Я сам не знаю, почему пытаюсь ухватиться за такие глупости. Ду ис двала. Ты дурак.
Я поворачиваюсь к рабам. Центурион смотрит на меня сверху.
— Хорошо, — говорю я. — Слезайте и снимите его с креста.
Рабы молча переглядываются, но с места не двигаются. Почему-то косятся на центуриона.
— Снимите его, — приказываю я. — Ну же!
— Выполняйте, — говорит Тит, словно моего приказа им недостаточно. Рабы вдруг начинают шевелиться.
Старший центурион усилием воли приподнимает себя над седлом и перекидывает ногу. Неловко спрыгивает на землю, охает, со стоном приседает. Начинает растирать бедра. Несладко ему сегодня пришлось.
Рабы вынимают из мешков, притороченных к седлам, привезенные инструменты. Складывают на землю. Потом опять смотрят на центуриона. С надеждой. Мол, центурион здесь самый нормальный. Он сейчас образумит хозяина, и делать ничего не придется.
— Снимайте, — говорит центурион. — Это приказ легата.
* * *
Раб перебрасывает веревку через перекладину креста, упирается ногами. На ней завязаны узлы. Другой начинает взбираться вверх, зажав в зубах нож…
Режет веревки, привязывающие руки германца. Потом нужно что-то сделать с гвоздями. В общем, работы много. Помогаем даже мы с центурионом, иначе бы рабы возились до завтра.
Снять человека с креста сложнее, чем его туда прибить.
Наконец германца удается уложить на землю. Ветер дует все сильнее, рывками. По вересковой пустоши гуляют темно-синие волны. Усиливающийся, пульсирующий шелест листьев напоминает биение сердца. Деревья качаются. В стороне севера, за лесом, там, где река Визургий и лагеря легионов, скапливается глубокая черная темень. Бездна. Словно небо куда-то проваливается.
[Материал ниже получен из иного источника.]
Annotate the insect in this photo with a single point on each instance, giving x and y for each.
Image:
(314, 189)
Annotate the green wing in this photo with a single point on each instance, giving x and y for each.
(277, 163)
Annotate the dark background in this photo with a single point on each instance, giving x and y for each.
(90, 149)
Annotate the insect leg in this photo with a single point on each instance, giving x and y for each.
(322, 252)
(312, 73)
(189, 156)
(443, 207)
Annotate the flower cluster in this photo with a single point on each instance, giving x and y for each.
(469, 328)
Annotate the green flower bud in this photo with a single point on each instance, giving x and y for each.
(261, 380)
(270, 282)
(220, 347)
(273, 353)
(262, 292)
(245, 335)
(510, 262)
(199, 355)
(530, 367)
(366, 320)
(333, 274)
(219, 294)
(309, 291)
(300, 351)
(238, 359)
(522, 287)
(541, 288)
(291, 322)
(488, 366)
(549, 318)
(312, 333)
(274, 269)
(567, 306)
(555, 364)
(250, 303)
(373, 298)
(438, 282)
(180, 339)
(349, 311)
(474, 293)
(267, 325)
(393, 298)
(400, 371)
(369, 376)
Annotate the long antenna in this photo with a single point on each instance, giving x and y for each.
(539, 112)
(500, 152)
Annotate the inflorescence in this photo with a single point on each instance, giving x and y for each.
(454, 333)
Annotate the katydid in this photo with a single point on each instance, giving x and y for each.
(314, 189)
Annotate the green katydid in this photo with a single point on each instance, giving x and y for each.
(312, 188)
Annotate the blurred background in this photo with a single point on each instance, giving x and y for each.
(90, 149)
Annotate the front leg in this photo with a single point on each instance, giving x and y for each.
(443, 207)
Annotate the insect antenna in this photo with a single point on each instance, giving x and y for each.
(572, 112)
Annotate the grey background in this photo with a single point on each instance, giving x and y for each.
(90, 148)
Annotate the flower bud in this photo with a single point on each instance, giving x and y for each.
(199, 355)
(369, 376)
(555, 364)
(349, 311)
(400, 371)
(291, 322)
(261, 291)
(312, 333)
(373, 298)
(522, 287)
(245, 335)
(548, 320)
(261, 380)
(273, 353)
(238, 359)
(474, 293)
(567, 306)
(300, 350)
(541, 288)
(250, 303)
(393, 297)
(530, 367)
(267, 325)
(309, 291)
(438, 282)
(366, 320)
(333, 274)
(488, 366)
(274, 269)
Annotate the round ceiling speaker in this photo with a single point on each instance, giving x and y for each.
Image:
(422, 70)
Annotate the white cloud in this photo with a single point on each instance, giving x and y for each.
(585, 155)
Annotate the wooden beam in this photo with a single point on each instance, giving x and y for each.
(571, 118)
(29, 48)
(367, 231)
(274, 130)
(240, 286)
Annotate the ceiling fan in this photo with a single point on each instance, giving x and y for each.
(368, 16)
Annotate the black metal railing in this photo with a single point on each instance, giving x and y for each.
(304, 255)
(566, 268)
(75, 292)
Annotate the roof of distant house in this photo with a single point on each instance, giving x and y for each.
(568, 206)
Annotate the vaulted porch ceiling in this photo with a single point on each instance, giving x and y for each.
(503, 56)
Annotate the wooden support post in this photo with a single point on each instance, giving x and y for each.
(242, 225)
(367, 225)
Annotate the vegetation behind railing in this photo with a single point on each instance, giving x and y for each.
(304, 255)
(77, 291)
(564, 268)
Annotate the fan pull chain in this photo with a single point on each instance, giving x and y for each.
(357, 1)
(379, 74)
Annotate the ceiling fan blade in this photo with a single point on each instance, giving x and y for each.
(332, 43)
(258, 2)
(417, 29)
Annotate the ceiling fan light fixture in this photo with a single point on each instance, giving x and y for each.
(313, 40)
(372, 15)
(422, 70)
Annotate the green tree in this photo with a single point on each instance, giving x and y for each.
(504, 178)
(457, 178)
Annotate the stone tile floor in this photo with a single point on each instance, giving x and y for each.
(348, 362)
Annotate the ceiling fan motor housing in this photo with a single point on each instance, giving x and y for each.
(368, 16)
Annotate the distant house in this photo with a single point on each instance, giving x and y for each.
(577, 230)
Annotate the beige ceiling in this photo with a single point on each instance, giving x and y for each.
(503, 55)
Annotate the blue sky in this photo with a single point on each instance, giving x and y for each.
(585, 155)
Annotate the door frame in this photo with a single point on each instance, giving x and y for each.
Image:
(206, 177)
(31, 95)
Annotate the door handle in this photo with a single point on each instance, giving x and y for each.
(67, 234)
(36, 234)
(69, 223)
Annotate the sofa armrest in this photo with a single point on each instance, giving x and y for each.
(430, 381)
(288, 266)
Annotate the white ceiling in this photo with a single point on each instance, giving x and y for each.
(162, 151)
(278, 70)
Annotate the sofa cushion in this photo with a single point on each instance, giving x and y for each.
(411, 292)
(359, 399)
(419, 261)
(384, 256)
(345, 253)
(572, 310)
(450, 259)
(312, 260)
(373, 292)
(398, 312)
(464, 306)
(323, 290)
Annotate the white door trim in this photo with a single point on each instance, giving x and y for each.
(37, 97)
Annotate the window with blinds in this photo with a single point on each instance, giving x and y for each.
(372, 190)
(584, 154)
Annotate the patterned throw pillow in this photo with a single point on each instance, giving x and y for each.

Напряжение в воздухе такое, что он вот-вот лопнет.
Я наклоняюсь к германцу.
— Легат! — говорит центурион.
— Вижу, Тит.
В боку германца, слева, под ребрами, небольшая колотая рана. Бок залит черной засохшей кровью. Вот и ответ, Гай. Что, легат, допрыгался? Кто-то не стал надеяться на римское правосудие и медленную смерть. А решил ускорить дело. Но кто?!
Если бы мертвые могли говорить. Если бы… Я прикладываюсь ухом к его груди. Тихо, только что-то булькает. Встаю и пинаю его по ноге. Нога дергается, падает. Может, он притворяется? Бред.